Et la poitrine séchée, c’est une porte d’entrée accessible vers cette autonomie. Si vous réussissez ça, vous comprendrez les principes de base du séchage. Ensuite, vous pourrez sécher du magret (même processus avec canard), du jambon (même logique sur une autre pièce), du bœuf (variante intéressante).

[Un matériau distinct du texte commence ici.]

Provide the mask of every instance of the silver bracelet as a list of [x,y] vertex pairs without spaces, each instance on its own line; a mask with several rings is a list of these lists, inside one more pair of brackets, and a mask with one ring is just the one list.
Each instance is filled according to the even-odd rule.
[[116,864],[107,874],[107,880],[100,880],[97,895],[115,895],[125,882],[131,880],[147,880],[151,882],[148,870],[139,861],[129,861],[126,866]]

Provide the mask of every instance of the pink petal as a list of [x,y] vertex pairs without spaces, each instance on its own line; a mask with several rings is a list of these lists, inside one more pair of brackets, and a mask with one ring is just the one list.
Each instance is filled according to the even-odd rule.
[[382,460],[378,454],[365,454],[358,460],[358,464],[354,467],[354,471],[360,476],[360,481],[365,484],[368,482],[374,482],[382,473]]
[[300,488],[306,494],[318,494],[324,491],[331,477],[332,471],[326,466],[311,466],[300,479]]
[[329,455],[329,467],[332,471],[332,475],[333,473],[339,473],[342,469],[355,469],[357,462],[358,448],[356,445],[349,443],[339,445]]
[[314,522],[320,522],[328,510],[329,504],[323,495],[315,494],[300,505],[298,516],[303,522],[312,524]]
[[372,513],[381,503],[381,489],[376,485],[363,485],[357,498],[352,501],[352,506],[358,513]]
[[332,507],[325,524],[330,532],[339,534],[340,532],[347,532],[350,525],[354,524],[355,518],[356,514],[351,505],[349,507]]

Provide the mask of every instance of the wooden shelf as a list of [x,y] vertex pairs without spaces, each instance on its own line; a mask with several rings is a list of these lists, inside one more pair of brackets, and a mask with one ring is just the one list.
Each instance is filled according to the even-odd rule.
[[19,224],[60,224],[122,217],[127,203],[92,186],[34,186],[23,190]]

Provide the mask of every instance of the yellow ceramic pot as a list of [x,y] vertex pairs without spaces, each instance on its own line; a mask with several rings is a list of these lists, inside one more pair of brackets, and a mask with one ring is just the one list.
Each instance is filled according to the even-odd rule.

Technique après technique, vous construisez un panel de compétences durables qui vous rendent moins dépendant et plus libre.
Conclusion
Vous l’avez vu : faire sécher de la poitrine de porc n’a rien de sorcier. Il faut juste respecter quelques règles simples : 3% de sel pesé précisément, une salaison patiente de 7-10 jours, un séchage de 4 à 12 semaines dans de bonnes conditions (12-16°C, 70-80% d’humidité).
Même sans cave, vous pouvez y arriver. Frigo aménagé en automne-hiver, garage en hiver, armoire de maturation si vous investissez. Les solutions existent. J’ai testé chacune d’elles en 5 ans de pratique ici en Aveyron.
La première fois, vous allez douter. C’est normal. Vous allez surveiller votre poitrine tous les jours, stresser devant la moindre tache blanche, vous demander si elle sèche assez vite ou trop vite. Mais quand vous découperez votre première tranche de poitrine maison et que vous la goûterez – cette texture fondante, ce goût concentré, cette fierté d’avoir réussi – vous comprendrez pourquoi tant de gens se passionnent pour ces techniques ancestrales.
Cette recette s’inscrit dans une démarche plus large d’autonomie alimentaire que je détaille dans mon guide complet de la charcuterie maison. Vous y trouverez toutes les techniques, du jambon aux terrines, des rillettes aux pâtés, pour reprendre progressivement le contrôle de votre alimentation.
Et si vous voulez aller plus loin, je propose des ateliers en présentiel ici en Aveyron pour apprendre ces techniques les mains dans la viande, avec des retours directs et des réponses à toutes vos questions. [Découvrir les ateliers charcuterie →]
Maintenant, à vous de jouer. Trouvez une belle poitrine chez votre boucher, pesez votre sel, et lancez-vous. Dans 6 semaines, vous aurez votre première pancetta maison. Et croyez-moi, vous ne regarderez plus jamais la charcuterie industrielle de la même façon.